The rest of the Old Testament consistently tells of example after example of God graciously providing while people who having tasted God’s mercy continually turn away from Him. Even Cain was provided for in the wilderness.
Both the Old and New Testament tell a complete story of grace and promise of salvation, of unconditional love and mercy unfolding throughout history. One God, administering one program of salvation. When we isolate an act of God without remembering His intiaition of grace and mercy first, we miss everything.
Yes, there are consequences for turning away from a perfectly righteous and holy God who rightfuly adminsters eternal justice. But God doesn’t force anyone to spend eternity with Him whose hardened heart doesn’t want to be with Him in this life.
The radial acts of love demonstrated by Jesus in the New Testament are equally measured by the radical acts of grace in the Old Testament. Page after page in the Old Testament testifies to this. Equally, the judgement of God over people in the Old Testament is matched by Jesus’ own words; while He spoke much about love and mercy, He spoke more of hell and judgement than anyone else.
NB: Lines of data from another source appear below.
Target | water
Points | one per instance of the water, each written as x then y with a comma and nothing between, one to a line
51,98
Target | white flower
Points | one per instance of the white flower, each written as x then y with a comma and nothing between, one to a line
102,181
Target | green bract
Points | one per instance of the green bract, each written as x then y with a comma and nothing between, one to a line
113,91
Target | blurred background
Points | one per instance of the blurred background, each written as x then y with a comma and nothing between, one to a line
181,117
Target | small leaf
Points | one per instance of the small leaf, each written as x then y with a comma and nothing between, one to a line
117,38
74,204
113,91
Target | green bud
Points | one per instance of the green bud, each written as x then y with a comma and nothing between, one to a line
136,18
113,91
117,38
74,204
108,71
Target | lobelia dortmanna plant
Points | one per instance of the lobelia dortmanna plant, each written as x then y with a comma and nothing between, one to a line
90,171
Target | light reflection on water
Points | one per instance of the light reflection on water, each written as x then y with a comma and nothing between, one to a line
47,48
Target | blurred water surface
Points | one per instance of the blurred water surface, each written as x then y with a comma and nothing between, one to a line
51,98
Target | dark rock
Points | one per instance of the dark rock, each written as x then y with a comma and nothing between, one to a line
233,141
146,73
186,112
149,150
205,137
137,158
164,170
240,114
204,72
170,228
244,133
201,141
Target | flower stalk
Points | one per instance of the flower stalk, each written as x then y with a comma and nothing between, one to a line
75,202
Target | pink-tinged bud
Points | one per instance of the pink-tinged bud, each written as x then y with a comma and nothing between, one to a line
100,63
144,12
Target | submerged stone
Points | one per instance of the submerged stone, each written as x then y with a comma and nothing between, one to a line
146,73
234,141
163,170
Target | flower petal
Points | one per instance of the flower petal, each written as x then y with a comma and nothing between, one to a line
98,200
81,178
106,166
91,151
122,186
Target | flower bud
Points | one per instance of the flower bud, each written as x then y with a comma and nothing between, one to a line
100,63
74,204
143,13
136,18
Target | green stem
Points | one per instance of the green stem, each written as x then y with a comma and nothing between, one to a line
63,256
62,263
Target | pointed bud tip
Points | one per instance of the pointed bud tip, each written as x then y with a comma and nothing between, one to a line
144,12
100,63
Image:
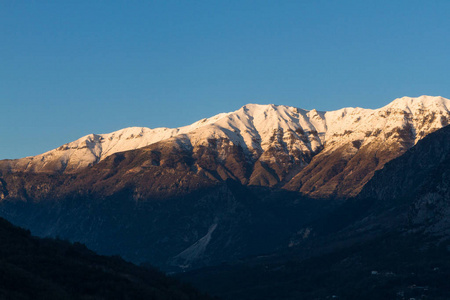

The Bible never separates God’s grace from judgement. If there were no judgement, there could be no grace.
However, we want to separate the two; heaven and hell, judgement and love. For various reasons, we do not want to believe that a loving God would also be a God of judgement because we personally strive to not be judgmental. But some judgement is good and we exercise it daily. For us to have compassion do we not have to judge? Compassion begins with identifying an action and declaring that it is wrong (judging the actions taken against the innocent). Do we want a judge presiding over a criminal trial not to be judgmental? Of course not. We desire justice, a universal truth. There is a judgment that is negative; often the type found when we unfairly criticize another. But then there is righteous judgment that comes over the guilty. Let’s not confuse the two. God’s judgement, seen in the whole Bible, is perfectly just over a people that constantly turn from Him in sin. Even though we are born into sin, deserving of nothing from God, He still pursues us, suffered with us, and grants salvation through grace alone.